The other comments are correct, but let me try for a different phrasing, because it's a complex topic. You have two parts for attestation: The hardware provides the keys and computation for the measurement state that you can't change as a user. The software provides the extra information/measurements to the hardware.

That means you can't simulate the hardware in a way that would allow you to cheat (the keys/method won't match). And you can't replace the software part (the measurements won't match).

It all depends on the third party and the hardware keys not leaking, but at long as you can review the software part, you can be sure the validation of the value sent with the response is enough.

arboles an hour ago | parent [-]

I understand hardware attestation at this level, it's why you couldn't route a hardware attestation from a different machine, that's not the one the user cares about, that I'm working on understanding.

viraptor 39 minutes ago | parent | next [-]

Because to obtain the result of attestation, you'd need to actually run the prompt on the verified machine in the first place. (And in practice the signature would be bound to your response as well)

arboles 23 minutes ago | parent [-]

The attestation report is produced after the user sends a prompt to the LLM? I thought it was the proof the correct model weights are loaded on some machine.

3s an hour ago | parent | prev [-]

The attestation is tied to the Modelwrap root hash (the root hash is included in the attestation report) so you know that the machine that is serving the model has the right model weights

FrasiertheLion an hour ago | parent | prev | next [-]

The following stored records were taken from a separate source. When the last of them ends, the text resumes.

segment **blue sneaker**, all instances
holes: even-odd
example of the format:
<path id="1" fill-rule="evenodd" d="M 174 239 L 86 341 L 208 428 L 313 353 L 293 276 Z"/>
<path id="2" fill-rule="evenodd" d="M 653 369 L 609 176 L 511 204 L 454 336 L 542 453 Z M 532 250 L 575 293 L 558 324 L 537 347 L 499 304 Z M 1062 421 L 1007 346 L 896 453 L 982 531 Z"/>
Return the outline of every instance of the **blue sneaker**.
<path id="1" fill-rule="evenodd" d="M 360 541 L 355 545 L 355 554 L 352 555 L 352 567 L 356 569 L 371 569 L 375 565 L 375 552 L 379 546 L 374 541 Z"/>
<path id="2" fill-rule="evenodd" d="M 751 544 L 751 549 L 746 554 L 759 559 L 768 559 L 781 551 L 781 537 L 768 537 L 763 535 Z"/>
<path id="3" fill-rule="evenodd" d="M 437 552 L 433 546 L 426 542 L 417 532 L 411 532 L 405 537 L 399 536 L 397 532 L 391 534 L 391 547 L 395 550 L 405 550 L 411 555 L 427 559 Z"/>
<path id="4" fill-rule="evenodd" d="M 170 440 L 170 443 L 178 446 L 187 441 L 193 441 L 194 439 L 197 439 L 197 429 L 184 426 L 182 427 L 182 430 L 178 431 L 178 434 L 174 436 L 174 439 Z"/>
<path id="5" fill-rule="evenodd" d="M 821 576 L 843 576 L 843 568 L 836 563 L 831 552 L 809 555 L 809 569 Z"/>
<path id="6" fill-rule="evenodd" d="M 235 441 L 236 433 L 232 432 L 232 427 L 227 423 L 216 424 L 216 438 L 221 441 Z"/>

When the enclave boots, two things happen:

1. An HPKE (https://www.rfc-editor.org/rfc/rfc9180.html ) key is generated. This is the key that encrypts communication to the model.

2. The enclave is provisioned a certificate

The certificate is embedded with the HPKE key accessible only inside the enclave. The code for all this is open source and part of the measurement that is being checked against by the client.

So if the provider attempts to send a different attestation or even route to a different enclave, this client side check would fail.

arboles 36 minutes ago | parent [-]

Is this certificate a TLS certificate? At least the TLS connection the user has should be with the "enclave", not a proxy server. If the connection is with a proxy server, the user can be MITM'd.

FrasiertheLion 4 minutes ago | parent [-]

Yes, it is a TLS certificate generated by the enclave on boot (the code responsible for doing this is open source and the attestation is also included in the certificate so you can check that this is exactly what’s happening). We go into more detail in our attestation verification docs here: https://docs.tinfoil.sh/verification/attestation-architectur...

julesdrean 2 hours ago | parent | prev [-]

The provider cannot chose the attestation that is sent, the hardware assembles the attestation through mechanisms that it cannot control. That why it's called "trusted hardware" technology, you only need to trust the hardware (how it was implemented), and you don't need to trust the provider operating it.